DEAR HARRIETTE: One of my best friends and I talk all the time. We have a good friendship, but we rarely see each other. The other day, I sent her pictures of my home, something I never do because I feel like it is always kind of messy, which is why I hardly ever have people over. She had convinced me to show her. Right away she started telling me what I should do with my stuff. That is the last thing I wanted or expected from her, given how many conversations we have had about our homes. She keeps asking me if she can come over, but now I really don't want to invite her. If she is criticizing me about a photo, I don't think I can take her in-person comments.

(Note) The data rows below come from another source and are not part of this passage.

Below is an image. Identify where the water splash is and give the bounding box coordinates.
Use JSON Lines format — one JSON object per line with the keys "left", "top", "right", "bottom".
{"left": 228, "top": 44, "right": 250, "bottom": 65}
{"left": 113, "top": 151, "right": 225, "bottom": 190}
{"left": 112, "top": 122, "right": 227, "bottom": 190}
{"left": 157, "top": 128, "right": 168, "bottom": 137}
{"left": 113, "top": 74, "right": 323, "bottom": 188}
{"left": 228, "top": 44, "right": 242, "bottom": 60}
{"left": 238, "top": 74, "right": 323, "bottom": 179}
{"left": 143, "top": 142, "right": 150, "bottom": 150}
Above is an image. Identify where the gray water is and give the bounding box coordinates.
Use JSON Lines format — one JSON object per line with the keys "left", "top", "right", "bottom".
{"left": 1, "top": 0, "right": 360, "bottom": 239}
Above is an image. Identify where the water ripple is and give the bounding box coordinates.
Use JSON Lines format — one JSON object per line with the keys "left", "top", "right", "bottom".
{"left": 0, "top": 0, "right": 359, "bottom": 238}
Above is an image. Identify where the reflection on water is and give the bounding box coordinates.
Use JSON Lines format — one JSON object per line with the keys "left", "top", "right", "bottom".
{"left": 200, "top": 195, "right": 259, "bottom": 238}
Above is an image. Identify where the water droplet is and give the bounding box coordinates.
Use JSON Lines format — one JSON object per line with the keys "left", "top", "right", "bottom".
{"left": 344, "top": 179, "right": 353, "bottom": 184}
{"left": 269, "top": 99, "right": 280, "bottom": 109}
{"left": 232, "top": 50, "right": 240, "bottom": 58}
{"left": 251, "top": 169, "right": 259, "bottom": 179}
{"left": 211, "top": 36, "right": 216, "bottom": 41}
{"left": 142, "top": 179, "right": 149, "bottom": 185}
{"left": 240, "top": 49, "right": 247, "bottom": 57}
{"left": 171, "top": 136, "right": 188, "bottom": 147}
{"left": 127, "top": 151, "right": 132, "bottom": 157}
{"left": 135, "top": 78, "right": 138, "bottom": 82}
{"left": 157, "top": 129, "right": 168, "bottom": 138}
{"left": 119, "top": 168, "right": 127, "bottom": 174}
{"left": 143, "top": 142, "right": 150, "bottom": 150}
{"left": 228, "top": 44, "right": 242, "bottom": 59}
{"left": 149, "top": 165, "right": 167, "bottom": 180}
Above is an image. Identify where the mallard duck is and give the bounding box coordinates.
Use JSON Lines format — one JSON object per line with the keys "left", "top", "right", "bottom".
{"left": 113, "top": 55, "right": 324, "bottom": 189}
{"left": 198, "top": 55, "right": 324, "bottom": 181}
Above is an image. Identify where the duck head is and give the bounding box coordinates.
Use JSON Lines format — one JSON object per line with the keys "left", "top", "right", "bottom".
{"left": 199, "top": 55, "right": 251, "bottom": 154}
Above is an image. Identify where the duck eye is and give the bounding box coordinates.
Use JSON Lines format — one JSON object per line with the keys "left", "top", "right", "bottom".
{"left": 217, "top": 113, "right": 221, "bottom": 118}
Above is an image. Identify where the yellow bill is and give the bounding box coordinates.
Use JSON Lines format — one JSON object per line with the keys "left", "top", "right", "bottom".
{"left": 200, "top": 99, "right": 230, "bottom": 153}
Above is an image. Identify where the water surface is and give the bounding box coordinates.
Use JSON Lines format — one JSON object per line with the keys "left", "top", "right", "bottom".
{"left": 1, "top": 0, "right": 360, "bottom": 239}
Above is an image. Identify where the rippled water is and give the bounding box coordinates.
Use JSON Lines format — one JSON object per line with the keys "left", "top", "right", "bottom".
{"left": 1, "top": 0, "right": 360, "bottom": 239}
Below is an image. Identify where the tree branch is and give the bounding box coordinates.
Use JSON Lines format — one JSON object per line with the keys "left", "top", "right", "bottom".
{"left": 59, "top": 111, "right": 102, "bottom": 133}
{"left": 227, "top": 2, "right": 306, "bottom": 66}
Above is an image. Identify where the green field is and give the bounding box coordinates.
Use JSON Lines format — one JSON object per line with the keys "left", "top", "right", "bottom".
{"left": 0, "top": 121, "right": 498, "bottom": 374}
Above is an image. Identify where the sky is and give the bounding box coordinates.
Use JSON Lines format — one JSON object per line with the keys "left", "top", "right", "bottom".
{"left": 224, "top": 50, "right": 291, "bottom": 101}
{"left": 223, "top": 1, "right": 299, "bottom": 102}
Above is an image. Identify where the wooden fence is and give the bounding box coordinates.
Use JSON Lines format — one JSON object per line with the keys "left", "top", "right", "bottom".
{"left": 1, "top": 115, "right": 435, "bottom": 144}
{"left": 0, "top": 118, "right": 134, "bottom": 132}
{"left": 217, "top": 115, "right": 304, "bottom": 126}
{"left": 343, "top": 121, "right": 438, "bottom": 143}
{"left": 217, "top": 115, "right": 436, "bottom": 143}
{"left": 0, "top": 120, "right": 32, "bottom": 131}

I am not in hiding, by the way, or delusional about my cleanliness. I have been working hard to get my place together. But I do not want anyone passing judgment, especially a good friend. What can I say to her? -- Messed Up, Syracuse, N.Y.

DEAR MESSED UP: It is likely that your friend started in with her suggestions with the intention of supporting you. It is understandable, though, that you did not experience it as that. You can tell her that you are not ready to have her input.

But do not stop there. Make a schedule for the next month giving yourself a task to accomplish each day. Methodically clean up your home, and toss out anything you can. When you feel comfortable, ask for help. You may want to get a service to come in to do some heavy cleaning. You can call a charity to come pick up the items you want to give away. When you are more comfortable, invite your friend to visit and let her know you do not welcome her comments.